Massima espressione fu l'atleta-attore Bruce Lee che ha avvicinato a questo
sport milioni di fans distribuiti in tutto il mondo.
Il Kung-Fu è un
insieme di metodi di combattimento nato in Cina circa 4000 anni addietro. Le
notizie riguardanti il Kung-Fu sono state tramandate oralmente, per cui è molto
difficile stabilire con certezza il limite tra storia e leggenda.
Il termine Kung-Fu
può significare “abilità” o “disciplina”, per cui il senso del termine deriva
dal contesto di riferimento. Kung-Fu indica anche il tempo necessario a
raggiungere il grado di sifu (maestro) di pugilato cinese.
I cinesi usano
diversi termini per esprimere l’insieme delle arti da combattimento o marziali:
WU SHU: arte
marziale
KUO SHU: arte
nazionale
CH’UAN: boxe
cinese
CH’OAN FA: metodo
dei pugni
Il termine coretto
per indicare l’insieme delle arti marziali cinesi sembra essere Wu Shu; resta da
dire che, nella Cina del Sud, il termine Kung-Fu è espressione comune per
esprimere lo stesso significato.
Non è facile datare
con certezza l’origine delle diverse arti marziali cinesi; la segretezza che per
secoli ha caratterizzato le diverse scuole di Kung-Fu e l’assenza di fonti
dirette hanno contribuito a rendere ancora più vacuo il limite tra leggenda e
storia. Di certo, uno dei personaggi che ha avuto un’importanza fondamentale
nella formazione del Kung-Fu è stato il monaco indiano Bodhidharma, il quale,
giunto nel 527 d.C nel “Monastero della piccola foresta” (Shaolin Szu, nella
provincia di Honan, costruito nel 495 d.C. per volontà dell’Imperatore Xiao Wen)
e trovati i monaci avviliti nel fisico a causa delle molte ore di meditazione,
diede vita ad un insieme di esercizi per fortificare il fisico. Solo con la
dottrina fisica e la meditazione era possibile giungere alla profonda sapienza.
Basandosi sulla dottrina del medico taoista Hua To, il quale aveva codificato
un’insieme di esercizi osservando il movimento di alcuni animali (la scimmia, la
tigre, il cervo, l’orso e la gru), Bodhidharma creò gli esercizi “Sho Pa Lo Han”

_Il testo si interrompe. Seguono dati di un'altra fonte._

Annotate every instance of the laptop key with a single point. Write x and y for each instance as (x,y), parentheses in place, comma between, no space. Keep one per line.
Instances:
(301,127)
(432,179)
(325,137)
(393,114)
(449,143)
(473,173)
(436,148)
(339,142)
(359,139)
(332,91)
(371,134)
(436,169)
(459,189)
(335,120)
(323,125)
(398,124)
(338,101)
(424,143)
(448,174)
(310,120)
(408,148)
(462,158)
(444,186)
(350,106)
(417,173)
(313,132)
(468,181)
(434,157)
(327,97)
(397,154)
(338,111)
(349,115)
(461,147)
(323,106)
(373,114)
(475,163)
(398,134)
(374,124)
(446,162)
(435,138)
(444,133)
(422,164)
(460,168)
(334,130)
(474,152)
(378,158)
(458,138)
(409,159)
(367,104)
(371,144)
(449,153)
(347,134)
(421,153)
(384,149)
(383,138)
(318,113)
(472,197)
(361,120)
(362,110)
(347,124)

(“le diciotto tecniche dei discepoli di Buddha”). In seguito, il monaco e alcuni
suoi seguaci, diedero vita all’insieme di combattimenti a mani nude e con armi
detto “I cinque animali Shaolin” (la tigre, il leopardo, il drago, il serpente e
la gru).
Bodhidharma (Ta Mo,
in cinese) è stato il fondatore del Buddismo Chan (Zen, in giapponese); la
parola Ch’an (Dhyana, in sanscrito) significa meditazione, ed indica la via da
seguire per giungere al grado superiore della coscienza e dello spirito detto
“illuminazione”.
Il Buddismo Chan ha
avuto un ruolo importante nello sviluppo delle arti da combattimento orientali:
le ha trasformate in un utile strumento di perfezionamento spirituale per tutti
e, nel caso delle arti marziali giapponesi, è diventato la filosofia del
samurai. Grazie al Buddismo il Kung-Fu si diffuse in tutti i ceti sociali.
Nel corso dei secoli,
il Monastero Shaolin diventò un importante centro di pratica e diffusione delle
arti marziali; lo stile Shaolin si diffuse in tutta la Cina, e il Kung-Fu
raggiunse un livello tecnico sempre più elevato.
Durante la dinastia
T’ang (618 – 907 d.C.) il Kung-Fu divenne obbligatorio per i soldati; i militari
erano addestrati nel combattimento con armi e a mani nude, dimostrando l’abilità
raggiunta in diversi esami.
A causa delle
persecuzioni operate da diversi Imperatori nei confronti del Buddismo, molti
templi furono costretti al declino; questo portò alla frammentazione delle
conoscenze e delle tecniche alla nascita di moltissime scuole segrete di Kung-Fu.
Le arti da
combattimento cinesi si distinguono in due gruppi:
WAI CHIA (Sistema
Esterno), dove prevalgono movimenti incisivi e forti e l’energia spirituale
(Chi).
NEI CHIA (Sistema
Interno), cosÏ detto perchè privilegia i movimenti armoniosi e fluidi e
l’energia fisica.
Tra gli stili esterni
ricordiamo lo Shaolin-Quan il Wing Chun, il Jeet Kune Do (inventato dall’attore
Bruce Lee, basato sul Wing Chun, la scherma e la boxe occidentali) e l’Hung Gar.
Tra gli stili interni
ricordiamo il Taijiquan, il Qigong ed il Baguazhang.
Tra le armi
utilizzate nel Kung-Fu citiamo: la sciabola (dao), la spada (jian), il bastone (gun),
la lancia (qiang) e l’alabarda (dadao).